Distinct iris gene expression profiles of primary angle closure glaucoma and primary open angle glaucoma and their interaction with ocular biometric parameters

Background

This study aimed to evaluate differences in iris gene expression profiles between primary angle closure glaucoma (PACG) and primary open angle glaucoma (POAG) and their interaction with biometric characteristics.

Design

Prospective study.

Participants

Thirty‐five subjects with PACG and thirty‐three subjects with POAG who required trabeculectomy were enrolled at the Singapore National Eye Centre, Singapore.

Methods

Iris specimens, obtained by iridectomy, were analysed by real‐time polymerase chain reaction for expression of type I collagen, vascular endothelial growth factor (VEGF)‐A, ‐B and ‐C, as well as VEGF receptors (VEGFRs) 1 and 2. Anterior segment optical coherence tomography (ASOCT) imaging for biometric parameters, including anterior chamber depth (ACD), anterior chamber volume (ACV) and lens vault (LV), was also performed pre‐operatively.

Main Outcome Measures

Relative mRNA levels between PACG and POAG irises, biometric measurements, discriminant analyses using genes and biometric parameters.

Results

COL1A1, VEGFB, VEGFC and VEGFR2 mRNA expression was higher in PACG compared to POAG irises.

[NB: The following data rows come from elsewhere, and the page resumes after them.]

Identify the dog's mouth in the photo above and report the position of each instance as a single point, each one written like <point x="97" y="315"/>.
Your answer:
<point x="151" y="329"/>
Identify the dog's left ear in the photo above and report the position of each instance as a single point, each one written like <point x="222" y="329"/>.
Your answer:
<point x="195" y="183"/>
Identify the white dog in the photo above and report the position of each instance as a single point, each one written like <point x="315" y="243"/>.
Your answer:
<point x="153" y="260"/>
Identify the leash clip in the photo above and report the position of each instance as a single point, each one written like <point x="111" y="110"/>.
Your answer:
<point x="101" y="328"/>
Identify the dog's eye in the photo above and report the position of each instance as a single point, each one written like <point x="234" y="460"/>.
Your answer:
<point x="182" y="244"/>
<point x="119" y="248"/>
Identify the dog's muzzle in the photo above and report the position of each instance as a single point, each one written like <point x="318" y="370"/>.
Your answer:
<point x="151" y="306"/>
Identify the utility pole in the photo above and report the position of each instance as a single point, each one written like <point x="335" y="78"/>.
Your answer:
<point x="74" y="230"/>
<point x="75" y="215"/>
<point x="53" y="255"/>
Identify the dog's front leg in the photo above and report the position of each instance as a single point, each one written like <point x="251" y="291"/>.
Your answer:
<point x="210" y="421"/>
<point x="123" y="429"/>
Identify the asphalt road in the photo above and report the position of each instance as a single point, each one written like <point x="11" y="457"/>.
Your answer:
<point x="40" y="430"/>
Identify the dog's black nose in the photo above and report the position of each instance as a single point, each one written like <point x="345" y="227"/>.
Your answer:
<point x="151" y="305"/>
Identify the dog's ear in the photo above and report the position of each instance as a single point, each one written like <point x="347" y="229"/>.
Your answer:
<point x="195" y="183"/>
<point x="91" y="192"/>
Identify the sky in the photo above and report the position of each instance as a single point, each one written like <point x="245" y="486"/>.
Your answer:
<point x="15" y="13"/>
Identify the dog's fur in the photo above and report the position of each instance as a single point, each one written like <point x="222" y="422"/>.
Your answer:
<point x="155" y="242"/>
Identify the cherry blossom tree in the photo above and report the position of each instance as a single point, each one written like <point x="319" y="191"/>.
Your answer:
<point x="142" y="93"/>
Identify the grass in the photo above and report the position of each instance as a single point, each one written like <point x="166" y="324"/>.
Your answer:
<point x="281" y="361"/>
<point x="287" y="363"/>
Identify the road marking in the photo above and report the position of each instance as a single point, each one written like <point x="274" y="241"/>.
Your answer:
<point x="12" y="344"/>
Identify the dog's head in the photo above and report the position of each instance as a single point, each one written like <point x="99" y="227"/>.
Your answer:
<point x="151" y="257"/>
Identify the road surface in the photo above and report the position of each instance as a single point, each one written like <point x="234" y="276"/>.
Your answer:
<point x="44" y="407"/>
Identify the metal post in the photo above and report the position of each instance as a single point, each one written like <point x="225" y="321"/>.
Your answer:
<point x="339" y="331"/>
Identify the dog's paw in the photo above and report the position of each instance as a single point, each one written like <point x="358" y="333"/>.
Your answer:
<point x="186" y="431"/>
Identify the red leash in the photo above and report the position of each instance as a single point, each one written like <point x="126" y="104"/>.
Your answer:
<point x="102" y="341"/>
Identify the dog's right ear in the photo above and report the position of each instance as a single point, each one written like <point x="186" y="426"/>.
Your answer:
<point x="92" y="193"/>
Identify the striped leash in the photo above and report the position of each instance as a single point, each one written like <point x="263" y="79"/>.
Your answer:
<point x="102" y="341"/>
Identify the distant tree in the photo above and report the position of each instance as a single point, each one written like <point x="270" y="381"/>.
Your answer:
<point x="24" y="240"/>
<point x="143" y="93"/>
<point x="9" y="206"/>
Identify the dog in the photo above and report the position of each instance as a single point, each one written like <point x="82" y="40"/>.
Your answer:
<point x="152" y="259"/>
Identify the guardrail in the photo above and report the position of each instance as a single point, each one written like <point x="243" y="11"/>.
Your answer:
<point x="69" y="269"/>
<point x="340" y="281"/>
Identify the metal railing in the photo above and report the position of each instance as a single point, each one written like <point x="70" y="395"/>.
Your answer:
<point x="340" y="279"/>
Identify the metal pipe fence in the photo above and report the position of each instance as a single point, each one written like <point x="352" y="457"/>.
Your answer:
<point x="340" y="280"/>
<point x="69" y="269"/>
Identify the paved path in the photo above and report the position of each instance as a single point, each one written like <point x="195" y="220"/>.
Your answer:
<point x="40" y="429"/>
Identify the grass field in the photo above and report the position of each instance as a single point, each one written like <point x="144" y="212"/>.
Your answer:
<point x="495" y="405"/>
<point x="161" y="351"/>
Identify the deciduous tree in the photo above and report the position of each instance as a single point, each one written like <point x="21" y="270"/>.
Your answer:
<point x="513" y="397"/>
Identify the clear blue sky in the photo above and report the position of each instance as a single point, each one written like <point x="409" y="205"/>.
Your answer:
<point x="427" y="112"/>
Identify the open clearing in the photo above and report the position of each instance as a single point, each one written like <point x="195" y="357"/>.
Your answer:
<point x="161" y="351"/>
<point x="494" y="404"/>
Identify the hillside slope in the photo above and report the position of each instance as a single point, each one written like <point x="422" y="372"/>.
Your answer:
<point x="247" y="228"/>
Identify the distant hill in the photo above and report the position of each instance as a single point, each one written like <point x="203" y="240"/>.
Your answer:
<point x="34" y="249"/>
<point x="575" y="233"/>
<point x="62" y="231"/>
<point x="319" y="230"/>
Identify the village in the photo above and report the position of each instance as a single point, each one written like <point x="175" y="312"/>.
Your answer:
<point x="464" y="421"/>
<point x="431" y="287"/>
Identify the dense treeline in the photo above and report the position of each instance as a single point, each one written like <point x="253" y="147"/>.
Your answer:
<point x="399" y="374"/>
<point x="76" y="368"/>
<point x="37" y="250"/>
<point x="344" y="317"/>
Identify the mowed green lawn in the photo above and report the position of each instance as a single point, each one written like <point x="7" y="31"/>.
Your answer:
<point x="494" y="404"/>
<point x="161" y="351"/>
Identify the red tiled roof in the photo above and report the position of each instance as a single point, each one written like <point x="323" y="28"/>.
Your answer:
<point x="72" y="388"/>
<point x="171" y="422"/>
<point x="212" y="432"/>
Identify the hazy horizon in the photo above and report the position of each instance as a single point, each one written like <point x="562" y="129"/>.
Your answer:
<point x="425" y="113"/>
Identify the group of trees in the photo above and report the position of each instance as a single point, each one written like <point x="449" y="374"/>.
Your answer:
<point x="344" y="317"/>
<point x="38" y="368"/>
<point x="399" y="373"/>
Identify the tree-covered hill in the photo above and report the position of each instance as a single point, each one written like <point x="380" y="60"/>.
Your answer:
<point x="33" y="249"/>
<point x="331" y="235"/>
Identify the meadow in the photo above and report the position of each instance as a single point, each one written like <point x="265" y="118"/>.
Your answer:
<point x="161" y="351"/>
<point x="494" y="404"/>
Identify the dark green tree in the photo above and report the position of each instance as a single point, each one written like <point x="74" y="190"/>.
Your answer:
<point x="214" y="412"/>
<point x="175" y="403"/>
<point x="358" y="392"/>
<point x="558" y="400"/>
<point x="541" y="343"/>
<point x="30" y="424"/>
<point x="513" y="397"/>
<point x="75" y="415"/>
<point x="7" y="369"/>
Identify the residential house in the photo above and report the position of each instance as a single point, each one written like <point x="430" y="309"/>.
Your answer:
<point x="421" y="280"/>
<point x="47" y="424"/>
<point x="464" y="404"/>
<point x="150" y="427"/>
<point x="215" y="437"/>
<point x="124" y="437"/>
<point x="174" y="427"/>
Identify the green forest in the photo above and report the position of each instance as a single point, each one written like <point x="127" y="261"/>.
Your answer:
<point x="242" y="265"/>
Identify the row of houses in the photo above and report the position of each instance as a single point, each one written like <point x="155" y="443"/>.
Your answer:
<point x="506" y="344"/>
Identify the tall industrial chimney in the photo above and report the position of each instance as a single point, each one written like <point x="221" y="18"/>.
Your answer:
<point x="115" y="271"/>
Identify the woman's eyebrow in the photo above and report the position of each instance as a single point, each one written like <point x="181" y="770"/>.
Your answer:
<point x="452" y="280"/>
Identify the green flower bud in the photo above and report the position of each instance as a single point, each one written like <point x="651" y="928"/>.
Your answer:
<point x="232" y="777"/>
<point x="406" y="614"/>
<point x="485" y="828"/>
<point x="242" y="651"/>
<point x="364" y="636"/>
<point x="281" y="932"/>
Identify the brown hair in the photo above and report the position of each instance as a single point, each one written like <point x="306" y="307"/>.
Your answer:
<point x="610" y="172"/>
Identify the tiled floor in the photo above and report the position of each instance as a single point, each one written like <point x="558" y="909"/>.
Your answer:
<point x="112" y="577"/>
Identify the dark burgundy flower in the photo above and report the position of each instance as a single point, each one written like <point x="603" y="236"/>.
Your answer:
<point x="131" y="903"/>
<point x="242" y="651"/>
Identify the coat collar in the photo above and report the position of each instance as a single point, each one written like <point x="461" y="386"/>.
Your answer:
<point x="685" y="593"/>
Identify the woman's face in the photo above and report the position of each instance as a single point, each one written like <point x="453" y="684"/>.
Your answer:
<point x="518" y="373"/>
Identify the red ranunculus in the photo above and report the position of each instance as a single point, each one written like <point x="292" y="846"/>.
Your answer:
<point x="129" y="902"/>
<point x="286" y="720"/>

LV, ACD and ACV were significantly different between the two subgroups. Discriminant analyses based on gene expression, biometric parameters or a combination of both gene expression and biometrics (LV and ACV), correctly classified 94.1%, 85.3% and 94.1% of the original PACG and POAG cases, respectively. The discriminant function combining genes and biometrics demonstrated the highest accuracy in cross‐validated classification of the two glaucoma subtypes.

Conclusions

Distinct iris gene expression supports the pathophysiological differences that exist between PACG and POAG. Biometric parameters can combine with iris gene expression to more accurately define PACG from POAG.